I've waited a long time to come out with a dirty little secret. In early 2008 I traveled on a six-week long European tour in preparation for my then nearing-completion ERIC II book on coins. One day while walking around the deserted grounds of what was once a minor Roman city called Grumentum, now turned historical park, my downwards gaze caught what I'd been longing to glimpse for years: my very own find of a Roman coin.

I had metal detected before back in the states when I was in college in the early 90's as a pastime. It was always a rush to find that one Mercury dime or even a wheat penny out of the dozens of trash pull tabs and rotten zinc pennies. This though was a rush of a higher order. I'd been anticipating the eventuality prior to the trip and to bolster these hopes I'd brought with me a new metal detector even though I was afraid to use it, or even get caught with it still boxed up, as it's outlawed in many European countries. And using it within the boundaries of an archaeological park was unthinkable. Which made that day's find all the more sweet considering I'd had the luck to find it while just walking around. It was just there, sitting on the ground a shade of green like a sliver of the Statue of Liberty against the earth and only a few inches off a sidewalk built by men who spoke Latin and whose great-great-great-grandchildren died many centuries ago. Who knows how many people had walked that same length of sidewalk since then, starting from the original owner whose careless slip may have cost him a reprimanding perhaps but whose next owner would so enthrall him?

Finding a Roman coin in Grumento, Italy

I did not want to spare the ultra-geekiness of the occasion. For a couple of minutes I savored, really relished, this feeling, ineffable to description, of knowing I at last held a man-made object whose direct line of ownership passed from one anonymous Roman to me with no intermediaries howsoever temporary.
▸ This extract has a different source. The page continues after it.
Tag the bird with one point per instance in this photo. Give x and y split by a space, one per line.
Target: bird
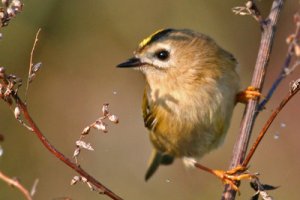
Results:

Wondrous though the experience had been of handling hundreds of thousands of other ancient coins prior to this moment that all really paled in the transcendence of the link I felt on that wintry day in Grumento. And then, after I exhausted that high, came an unexpected question from my conscience: "What do I do with it?"

I think that deep down I knew I was going to take it but at the moment my superego, that Freudian construct more familiar as the metaphor of the angel-on-the-shoulder counterweight to the devil on the other side, sure put up a respectable fight. A museum with a scrappy, low-budget display of finds from previous archeological digs within the park, should be told about this find. Maybe even left in situ while the staff dutifully took notes of the location and prepare records that in some small way help humanity understand itself. But in my fantasies no denouement figured in such a selfless act to martyr my desire for possessing this ratty little piece of metal. And it was so dirty, so thoroughly featureless under corrosion, that even in my professional capacity I would have been unable to say virtually anything about it. So into my pocket it went and eventually flew Continental from CDG to ORD and then to its new home halfway around the world in Washington state where it sits on the pedestal of my monitor and gets an appreciative rub or two every day.

In the grand scheme of things I justified my taking the little coin a million different ways including, most compellingly perhaps, that an act of publishing such as this would be an honor the coin would never have received in the otherwise unremarkable storage it would have gotten at the local museum. All the same, the fact that I struggled - am obviously *still* struggling - indicates my guilt at not sacrificing my selfish desire for the greater good of the public. But have I really done any wrong?

For now, I'm okay with leaving the question unanswered. In the meantime, I can say that after having rubbed it daily for a couple of years the coin has revealed the faintest outlines of a portrait and even the merest whisper of letters "IVS". The tails side still eludes complete certainty but am now fairly convinced it is an ordinary FEL TEMP REPARATIO soldier-spearing-horseman type; perhaps the most ordinary of all Roman coins minted by one its most prolific minters, Constantius II. Ordinary, yet so extraordinary!